Abstract B38: Targeting FOXM1 in multiple myeloma

Abstract

Abstract Unprecedented progress in our understanding of the biologic and molecular genetic underpinnings of multiple myeloma (MM) has recently led to the development of novel targeted therapeutic agents, including proteasome inhibitors, immunomodulatory drugs, CS1-binging antibody, and histone deacetylase inhibitors, which have produced tangible, evidence-based benefits for patients with MM. Nonetheless, the overall outcome remains grim, due in large part to limitations in treating high-risk MM. We recently determined that the level of FOXM1 mRNA expression is of prognostic significance for myeloma patients, as both event-free survival and overall survival were reduced in cases exhibiting high FOXM1 expression.

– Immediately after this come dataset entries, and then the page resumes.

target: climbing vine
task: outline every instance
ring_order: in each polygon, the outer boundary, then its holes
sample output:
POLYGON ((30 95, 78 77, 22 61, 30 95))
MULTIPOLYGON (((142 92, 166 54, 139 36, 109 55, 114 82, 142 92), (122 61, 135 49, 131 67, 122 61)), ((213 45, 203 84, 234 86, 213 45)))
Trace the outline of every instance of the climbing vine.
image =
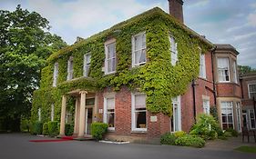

Forty-six of 351 myeloma patients (13.1%) had elevated FOXM1 message, with the majority (29/46, 63%) residing in the MAF/MAFB and proliferation high-risk molecular subgroups. Upregulation of FOXM1 was also observed in patients deemed high-risk using the 70-gene signature as a metric. These results suggest that upregulation of FOXM1 is a feature of high-risk MM, leading to the hypothesis that up-regulation of FOXM1 contributes to increased MM aggressiveness. To evaluate whether targeting FOXM1 results in reduced growth and survival of myeloma cells, MM cell lines exhibiting high levels of FOXM1 were found to have low micromolar sensitivity to treatment with thiostrepton or siomycin A — two thiazole antibiotics known to inhibit FOXM1 activity. Because of known off-target effects of these inhibitors, we are confirming the results using short-hairpin RNA. Our data suggest that developing effective therapeutic strategies against high-risk MM should include consideration of FOXM1 as a new target. Citation Format: Van S. Tompkins, Zhimin Gu, Hongwei Xu, Guido Tricot, Fenghuang Zhan, Siegfried Janz. Targeting FOXM1 in multiple myeloma. [abstract]. In: Proceedings of the AACR Precision Medicine Series: Synthetic Lethal Approaches to Cancer Vulnerabilities; May 17-20, 2013; Bellevue, WA. Philadelphia (PA): AACR; Mol Cancer Ther 2013;12(5 Suppl):Abstract nr B38.